Lea Boy

Personal information
- Nationality: German
- Born: 24 January 2000 (age 26)

Sport
- Country: Germany
- Sport: Open water swimming
- Event: 5 km
- Club: SV Würzburg 05

Medal record
Women's swimming
Representing Germany
World Championships
| Gold medal – first place | 2019 Gwangju | Team event |
| Gold medal – first place | 2022 Budapest | Team event |
| Silver medal – second place | 2022 Budapest | 25 km open water |
European Championships
| Gold medal – first place | 2020 Budapest | 25 km open water |
| Silver medal – second place | 2020 Budapest | Team relay |
| Silver medal – second place | 2024 Belgrade | 25 km open water |
| Bronze medal – third place | 2025 Stari Grad | 3 km open water |
| Bronze medal – third place | 2025 Stari Grad | 10 km open water |

= Lea Boy =

German open water swimmer (born 2000)

Lea Boy (born 24 January 2000) is a German open water swimmer.

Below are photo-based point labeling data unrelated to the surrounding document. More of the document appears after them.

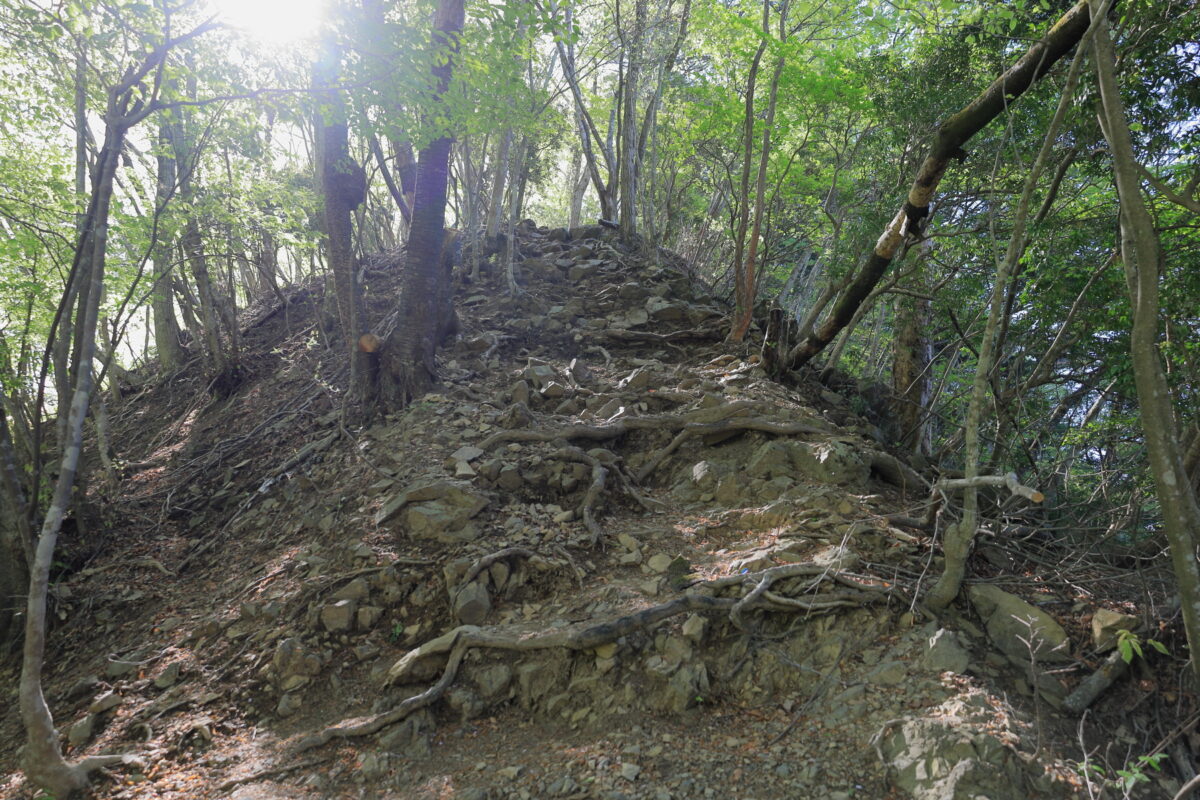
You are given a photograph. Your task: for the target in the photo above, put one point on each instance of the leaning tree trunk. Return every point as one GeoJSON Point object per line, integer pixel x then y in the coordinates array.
{"type": "Point", "coordinates": [343, 190]}
{"type": "Point", "coordinates": [960, 535]}
{"type": "Point", "coordinates": [162, 305]}
{"type": "Point", "coordinates": [407, 368]}
{"type": "Point", "coordinates": [1141, 252]}
{"type": "Point", "coordinates": [907, 226]}
{"type": "Point", "coordinates": [45, 765]}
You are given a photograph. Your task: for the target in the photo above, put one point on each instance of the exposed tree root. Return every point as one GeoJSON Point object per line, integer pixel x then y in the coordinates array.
{"type": "Point", "coordinates": [519, 638]}
{"type": "Point", "coordinates": [492, 558]}
{"type": "Point", "coordinates": [642, 337]}
{"type": "Point", "coordinates": [706, 428]}
{"type": "Point", "coordinates": [275, 771]}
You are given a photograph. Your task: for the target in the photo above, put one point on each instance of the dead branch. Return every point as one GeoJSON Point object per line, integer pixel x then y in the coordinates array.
{"type": "Point", "coordinates": [702, 428]}
{"type": "Point", "coordinates": [1009, 481]}
{"type": "Point", "coordinates": [492, 558]}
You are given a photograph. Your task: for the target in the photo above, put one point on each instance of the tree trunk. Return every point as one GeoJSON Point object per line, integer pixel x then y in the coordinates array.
{"type": "Point", "coordinates": [343, 188]}
{"type": "Point", "coordinates": [16, 539]}
{"type": "Point", "coordinates": [630, 163]}
{"type": "Point", "coordinates": [959, 536]}
{"type": "Point", "coordinates": [166, 328]}
{"type": "Point", "coordinates": [45, 765]}
{"type": "Point", "coordinates": [907, 226]}
{"type": "Point", "coordinates": [407, 367]}
{"type": "Point", "coordinates": [1141, 252]}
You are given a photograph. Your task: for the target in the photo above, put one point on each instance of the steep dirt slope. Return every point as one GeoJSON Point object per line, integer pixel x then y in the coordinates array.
{"type": "Point", "coordinates": [609, 559]}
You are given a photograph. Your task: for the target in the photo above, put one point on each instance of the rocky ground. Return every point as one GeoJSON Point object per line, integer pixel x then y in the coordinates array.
{"type": "Point", "coordinates": [609, 558]}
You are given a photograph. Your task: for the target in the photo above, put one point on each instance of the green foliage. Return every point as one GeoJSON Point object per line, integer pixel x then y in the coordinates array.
{"type": "Point", "coordinates": [1129, 645]}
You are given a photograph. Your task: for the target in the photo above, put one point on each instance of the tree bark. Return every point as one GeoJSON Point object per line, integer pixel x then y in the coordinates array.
{"type": "Point", "coordinates": [162, 305]}
{"type": "Point", "coordinates": [343, 190]}
{"type": "Point", "coordinates": [907, 226]}
{"type": "Point", "coordinates": [1141, 253]}
{"type": "Point", "coordinates": [959, 536]}
{"type": "Point", "coordinates": [407, 366]}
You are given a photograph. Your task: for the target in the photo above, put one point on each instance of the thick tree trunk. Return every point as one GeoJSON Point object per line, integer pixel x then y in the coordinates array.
{"type": "Point", "coordinates": [907, 226]}
{"type": "Point", "coordinates": [407, 366]}
{"type": "Point", "coordinates": [1141, 252]}
{"type": "Point", "coordinates": [45, 765]}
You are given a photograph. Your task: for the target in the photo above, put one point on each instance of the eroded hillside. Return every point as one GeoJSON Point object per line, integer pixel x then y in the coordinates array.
{"type": "Point", "coordinates": [609, 559]}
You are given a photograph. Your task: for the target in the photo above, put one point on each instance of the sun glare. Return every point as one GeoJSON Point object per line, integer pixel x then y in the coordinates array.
{"type": "Point", "coordinates": [271, 22]}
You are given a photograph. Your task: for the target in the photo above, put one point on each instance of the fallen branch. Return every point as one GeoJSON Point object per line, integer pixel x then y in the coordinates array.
{"type": "Point", "coordinates": [492, 558]}
{"type": "Point", "coordinates": [1008, 481]}
{"type": "Point", "coordinates": [702, 428]}
{"type": "Point", "coordinates": [1096, 684]}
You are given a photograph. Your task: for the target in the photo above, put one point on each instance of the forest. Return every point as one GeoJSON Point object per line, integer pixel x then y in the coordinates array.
{"type": "Point", "coordinates": [979, 221]}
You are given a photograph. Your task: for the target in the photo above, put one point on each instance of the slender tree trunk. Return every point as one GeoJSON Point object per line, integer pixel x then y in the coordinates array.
{"type": "Point", "coordinates": [343, 190]}
{"type": "Point", "coordinates": [959, 536]}
{"type": "Point", "coordinates": [407, 367]}
{"type": "Point", "coordinates": [909, 223]}
{"type": "Point", "coordinates": [1141, 252]}
{"type": "Point", "coordinates": [166, 328]}
{"type": "Point", "coordinates": [749, 271]}
{"type": "Point", "coordinates": [630, 163]}
{"type": "Point", "coordinates": [499, 180]}
{"type": "Point", "coordinates": [45, 765]}
{"type": "Point", "coordinates": [743, 292]}
{"type": "Point", "coordinates": [16, 539]}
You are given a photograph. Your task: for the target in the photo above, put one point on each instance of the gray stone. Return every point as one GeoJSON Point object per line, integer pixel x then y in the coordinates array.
{"type": "Point", "coordinates": [472, 603]}
{"type": "Point", "coordinates": [367, 617]}
{"type": "Point", "coordinates": [117, 668]}
{"type": "Point", "coordinates": [936, 759]}
{"type": "Point", "coordinates": [659, 563]}
{"type": "Point", "coordinates": [467, 453]}
{"type": "Point", "coordinates": [357, 589]}
{"type": "Point", "coordinates": [82, 732]}
{"type": "Point", "coordinates": [105, 702]}
{"type": "Point", "coordinates": [891, 673]}
{"type": "Point", "coordinates": [640, 378]}
{"type": "Point", "coordinates": [1015, 626]}
{"type": "Point", "coordinates": [943, 653]}
{"type": "Point", "coordinates": [339, 618]}
{"type": "Point", "coordinates": [168, 677]}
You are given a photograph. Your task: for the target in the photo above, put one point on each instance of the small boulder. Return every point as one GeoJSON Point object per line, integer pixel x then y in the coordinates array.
{"type": "Point", "coordinates": [339, 618]}
{"type": "Point", "coordinates": [472, 603]}
{"type": "Point", "coordinates": [1015, 626]}
{"type": "Point", "coordinates": [943, 653]}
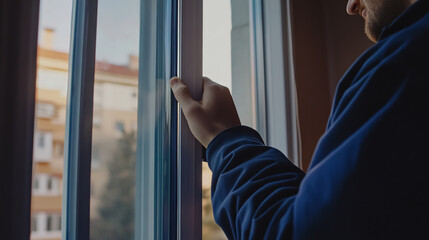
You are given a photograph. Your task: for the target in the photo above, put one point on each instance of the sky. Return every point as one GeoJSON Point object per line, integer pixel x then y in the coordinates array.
{"type": "Point", "coordinates": [118, 32]}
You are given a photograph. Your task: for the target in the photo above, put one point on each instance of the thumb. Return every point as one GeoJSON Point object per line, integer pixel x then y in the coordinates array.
{"type": "Point", "coordinates": [181, 92]}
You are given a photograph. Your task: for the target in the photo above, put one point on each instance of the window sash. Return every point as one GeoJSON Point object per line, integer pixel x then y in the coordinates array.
{"type": "Point", "coordinates": [189, 149]}
{"type": "Point", "coordinates": [155, 216]}
{"type": "Point", "coordinates": [78, 139]}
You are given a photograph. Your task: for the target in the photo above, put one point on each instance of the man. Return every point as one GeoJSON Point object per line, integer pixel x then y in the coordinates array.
{"type": "Point", "coordinates": [369, 176]}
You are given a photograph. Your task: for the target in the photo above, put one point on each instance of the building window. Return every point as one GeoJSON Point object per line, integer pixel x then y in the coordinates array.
{"type": "Point", "coordinates": [53, 223]}
{"type": "Point", "coordinates": [119, 126]}
{"type": "Point", "coordinates": [34, 223]}
{"type": "Point", "coordinates": [41, 140]}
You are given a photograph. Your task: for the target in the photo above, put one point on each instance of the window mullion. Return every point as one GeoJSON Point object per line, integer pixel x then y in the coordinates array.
{"type": "Point", "coordinates": [77, 144]}
{"type": "Point", "coordinates": [189, 149]}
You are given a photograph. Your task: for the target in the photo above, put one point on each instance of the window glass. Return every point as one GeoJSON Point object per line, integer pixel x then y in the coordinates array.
{"type": "Point", "coordinates": [114, 118]}
{"type": "Point", "coordinates": [227, 61]}
{"type": "Point", "coordinates": [51, 94]}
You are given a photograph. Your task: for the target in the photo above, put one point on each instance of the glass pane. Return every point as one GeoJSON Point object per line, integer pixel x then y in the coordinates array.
{"type": "Point", "coordinates": [227, 61]}
{"type": "Point", "coordinates": [51, 94]}
{"type": "Point", "coordinates": [115, 120]}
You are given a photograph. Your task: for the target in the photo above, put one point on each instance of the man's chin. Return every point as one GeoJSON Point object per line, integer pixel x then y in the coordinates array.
{"type": "Point", "coordinates": [371, 32]}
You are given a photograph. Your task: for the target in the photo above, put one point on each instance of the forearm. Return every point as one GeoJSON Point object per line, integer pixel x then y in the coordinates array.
{"type": "Point", "coordinates": [253, 186]}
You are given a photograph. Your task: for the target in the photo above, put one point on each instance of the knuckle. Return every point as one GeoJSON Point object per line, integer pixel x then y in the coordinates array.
{"type": "Point", "coordinates": [194, 110]}
{"type": "Point", "coordinates": [181, 91]}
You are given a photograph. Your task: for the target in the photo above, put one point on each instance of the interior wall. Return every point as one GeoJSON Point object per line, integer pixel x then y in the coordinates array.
{"type": "Point", "coordinates": [326, 41]}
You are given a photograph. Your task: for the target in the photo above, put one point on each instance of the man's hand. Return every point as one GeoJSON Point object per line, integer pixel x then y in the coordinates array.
{"type": "Point", "coordinates": [213, 114]}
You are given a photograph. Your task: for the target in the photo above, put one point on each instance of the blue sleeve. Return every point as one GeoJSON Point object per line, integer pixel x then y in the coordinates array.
{"type": "Point", "coordinates": [369, 174]}
{"type": "Point", "coordinates": [253, 186]}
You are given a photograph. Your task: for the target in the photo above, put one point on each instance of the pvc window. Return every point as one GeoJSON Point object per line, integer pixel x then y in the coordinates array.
{"type": "Point", "coordinates": [122, 56]}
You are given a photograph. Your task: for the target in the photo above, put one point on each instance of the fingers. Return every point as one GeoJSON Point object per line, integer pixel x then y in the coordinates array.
{"type": "Point", "coordinates": [208, 82]}
{"type": "Point", "coordinates": [181, 92]}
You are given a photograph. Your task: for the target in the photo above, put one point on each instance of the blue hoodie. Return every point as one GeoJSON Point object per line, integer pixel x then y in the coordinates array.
{"type": "Point", "coordinates": [369, 176]}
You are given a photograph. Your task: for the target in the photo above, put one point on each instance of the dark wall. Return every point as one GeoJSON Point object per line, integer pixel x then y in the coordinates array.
{"type": "Point", "coordinates": [326, 41]}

In 2018, she finished in 12th place in the women's 5 km at the 2018 European Aquatics Championships.

She participated at the 2019 World Aquatics Championships, winning a medal.

In 2019, she represented the Germany at the 2019 World Aquatics Championships in Gwangju, South Korea. She competed in the women's 25 km event and she finished in 12th place.